4- Le nucléaire est-il un corps étranger parasitant la société, ou la "plus belle" expression de celle-ci ?

 

Lors de la réunion du 28, le représentant du GSIEN semblait s'étonner que pour certains officiels ce qui paraissait intolérable pour l'individu soit par contre tout à fait acceptable pour la société. Mais où est la contradiction ? Depuis quant les individus sont-ils pour cette société autre chose que des chiffres, des objets,... Est acceptable pour la société tout ce qui lui permet de continuer à se reproduire (donc aussi le nucléaire). Quant aux êtres humains, ce n'est pas son problème... à condition qu'ils ne deviennent justement pas trop humains pour elle !

 

5- Finalement, à quoi sert le nucléaire ?

 

Est-ce un moyen parmi d'autres de produire une énergie dont nous aurions affectivement besoin ? Ou:

- est-ce le moyen adapté à un monde étatique, sur-industrialisé, pour accroître -au travers de la production d'électricité- notre domination, notre insécurité, notre dépendance au pouvoir;

- est-ce le moyen de la surproduction énergétique nécessaire à la production en masse de camelotte et gadgets divers, base de "notre" monde moderne et démocratique.

 

En conclusion, nous pensons que le nucléaire est l'expression d'un mode de relation entre les êtres humains, et entre ceux-ci et le reste de la nature, qui nie ce qui est vivant (à commencer par nous mêmes) au profit de ces modernes divinités que sont l'argent, le travail, la performance, la compétitivité,...

mai 1988

 

5. "Les revendications en faveur d'une sexualité sans risques et des préservatifs m'évoquent celles en faveur du recyclage comme une solution à la crise de l'environnement, ce qui n'est pas surprenant car je pense que nous devrions commencer à penser au SIDA dans le contexte de la crise de l'environnement, c'est-à-dire, dans le contexte d'une autre menace interconnectée à la survie de notre espèce...

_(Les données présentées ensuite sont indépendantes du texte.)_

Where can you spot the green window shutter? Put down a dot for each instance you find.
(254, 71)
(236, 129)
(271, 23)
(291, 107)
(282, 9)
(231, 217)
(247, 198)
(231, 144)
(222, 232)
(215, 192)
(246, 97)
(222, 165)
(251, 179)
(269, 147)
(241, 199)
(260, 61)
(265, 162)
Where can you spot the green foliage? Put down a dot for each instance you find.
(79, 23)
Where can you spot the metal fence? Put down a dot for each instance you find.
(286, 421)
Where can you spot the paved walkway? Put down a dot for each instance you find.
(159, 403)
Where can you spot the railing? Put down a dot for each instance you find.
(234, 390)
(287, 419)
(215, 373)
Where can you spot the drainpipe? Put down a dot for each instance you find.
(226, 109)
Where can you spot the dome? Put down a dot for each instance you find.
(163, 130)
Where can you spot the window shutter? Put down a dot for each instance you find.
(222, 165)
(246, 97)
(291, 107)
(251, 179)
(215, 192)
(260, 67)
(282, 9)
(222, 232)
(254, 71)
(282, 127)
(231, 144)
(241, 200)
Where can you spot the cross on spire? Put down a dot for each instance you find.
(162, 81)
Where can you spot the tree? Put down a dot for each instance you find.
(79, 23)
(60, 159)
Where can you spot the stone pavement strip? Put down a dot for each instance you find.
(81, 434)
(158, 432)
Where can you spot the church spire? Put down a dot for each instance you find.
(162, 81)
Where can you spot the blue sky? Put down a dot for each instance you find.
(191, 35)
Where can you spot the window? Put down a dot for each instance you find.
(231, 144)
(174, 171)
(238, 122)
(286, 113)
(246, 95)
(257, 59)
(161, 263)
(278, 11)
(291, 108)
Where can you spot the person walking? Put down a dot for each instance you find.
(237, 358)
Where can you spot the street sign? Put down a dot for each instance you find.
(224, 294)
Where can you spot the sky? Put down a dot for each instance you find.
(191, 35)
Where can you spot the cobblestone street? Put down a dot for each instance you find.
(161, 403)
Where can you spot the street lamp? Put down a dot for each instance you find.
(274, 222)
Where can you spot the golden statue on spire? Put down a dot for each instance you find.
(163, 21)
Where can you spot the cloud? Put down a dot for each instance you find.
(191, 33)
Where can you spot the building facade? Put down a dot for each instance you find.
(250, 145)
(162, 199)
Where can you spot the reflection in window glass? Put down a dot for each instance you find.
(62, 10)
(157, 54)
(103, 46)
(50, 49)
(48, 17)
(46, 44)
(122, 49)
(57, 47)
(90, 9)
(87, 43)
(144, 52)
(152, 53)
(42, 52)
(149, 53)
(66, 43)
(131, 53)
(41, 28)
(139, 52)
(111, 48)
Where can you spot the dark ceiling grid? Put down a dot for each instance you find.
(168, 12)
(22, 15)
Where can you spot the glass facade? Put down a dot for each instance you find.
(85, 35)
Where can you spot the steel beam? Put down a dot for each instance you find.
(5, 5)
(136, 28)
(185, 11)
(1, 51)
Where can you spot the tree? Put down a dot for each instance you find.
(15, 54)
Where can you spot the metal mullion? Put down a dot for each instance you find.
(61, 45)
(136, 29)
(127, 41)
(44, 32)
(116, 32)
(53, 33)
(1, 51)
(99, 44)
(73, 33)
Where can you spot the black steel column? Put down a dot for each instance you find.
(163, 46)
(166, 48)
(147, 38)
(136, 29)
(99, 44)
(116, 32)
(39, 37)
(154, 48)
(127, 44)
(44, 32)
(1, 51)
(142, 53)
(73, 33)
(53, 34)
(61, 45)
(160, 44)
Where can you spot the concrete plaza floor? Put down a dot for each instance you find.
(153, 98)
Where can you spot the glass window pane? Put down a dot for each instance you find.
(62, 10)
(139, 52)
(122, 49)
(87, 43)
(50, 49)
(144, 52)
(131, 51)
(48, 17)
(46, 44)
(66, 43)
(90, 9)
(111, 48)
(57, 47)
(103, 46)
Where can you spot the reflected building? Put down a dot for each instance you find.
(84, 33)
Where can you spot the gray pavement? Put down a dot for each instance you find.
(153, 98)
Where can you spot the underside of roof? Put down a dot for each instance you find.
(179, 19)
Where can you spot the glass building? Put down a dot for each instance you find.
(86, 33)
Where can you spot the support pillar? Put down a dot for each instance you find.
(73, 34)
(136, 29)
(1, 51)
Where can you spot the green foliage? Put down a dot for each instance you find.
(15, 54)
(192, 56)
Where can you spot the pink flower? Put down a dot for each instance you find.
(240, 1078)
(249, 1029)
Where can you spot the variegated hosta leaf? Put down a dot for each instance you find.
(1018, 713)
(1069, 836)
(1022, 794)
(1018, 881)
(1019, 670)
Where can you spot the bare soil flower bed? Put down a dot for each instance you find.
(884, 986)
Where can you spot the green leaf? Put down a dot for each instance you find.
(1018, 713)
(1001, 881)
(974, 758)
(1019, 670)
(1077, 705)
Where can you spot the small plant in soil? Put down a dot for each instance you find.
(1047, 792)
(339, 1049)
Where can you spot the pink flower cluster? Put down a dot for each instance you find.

Il semble que plus le présent système social (le capitalisme, la civilisation, ou quelqu'autre nom qu'on voudrait lui donner) continue, plus il se révèle. La crise du SIDA n'est que l'exemple le plus récent et le plus évident des présuppositions sur lesquelles se fonde la société dominante.

La revendication d'un remède à la maladie est l'autojustification de notre système social, de sa hiérarchie, de sa technologie, de son mythe du progrès. C'est de façon quasi-religieuse que les gens attendent de l'état, des mondes des affaires et de la haute technologie, de l'industrie, leur salut, la promesse d'une vie après la mort (après avoir été diagnostiqués HIV positifs). L'état moderne se justifie lui-même en tant que notre sauveur, et notre dépendance s'en trouve renforcée...

Mais quelles sont les conséquences du boom sur les préservatifs ? Quel morceau de planète coûte notre sexualité sans rique ? Que nous ayons des ressources sans limites pour la production de préservatifs n'est qu'une autre présupposition que les activistes oublient de reconsidérer. Ce n'est qu'un autre exemple éclatant de la façon par laquelle le capitalisme (et la civilisation) perpétue ses propres mythes (avec une aide importante des bien-pensants)...

Peu importe si je n'ai jamais eu le même plaisir sexuel avec des préservatifs que sans, de toute façon les activistes du SIDA tentent de diminuer la différence de plaisir et de créer le mythe que le sexe avec des préservatifs est vraiment meilleur. Leur campagne pour érotiser la marchandise "préservatif" est meilleure que celle que pourrait mettre en oeuvre n'importe quel publiciste.

Le sexe avec des préservatifs est en train de devenir tout autant une affirmation de l'état que le fait de voter. Et, si quelque chose est réellement justifié, c'est le désespoir croissant de l'humanité. J'espère plus de débat sur le sujet."

Traduction partielle d'une lettre de JM (Montréal, Québec) parue dans The Fifth Estate, Vol 28, N°1.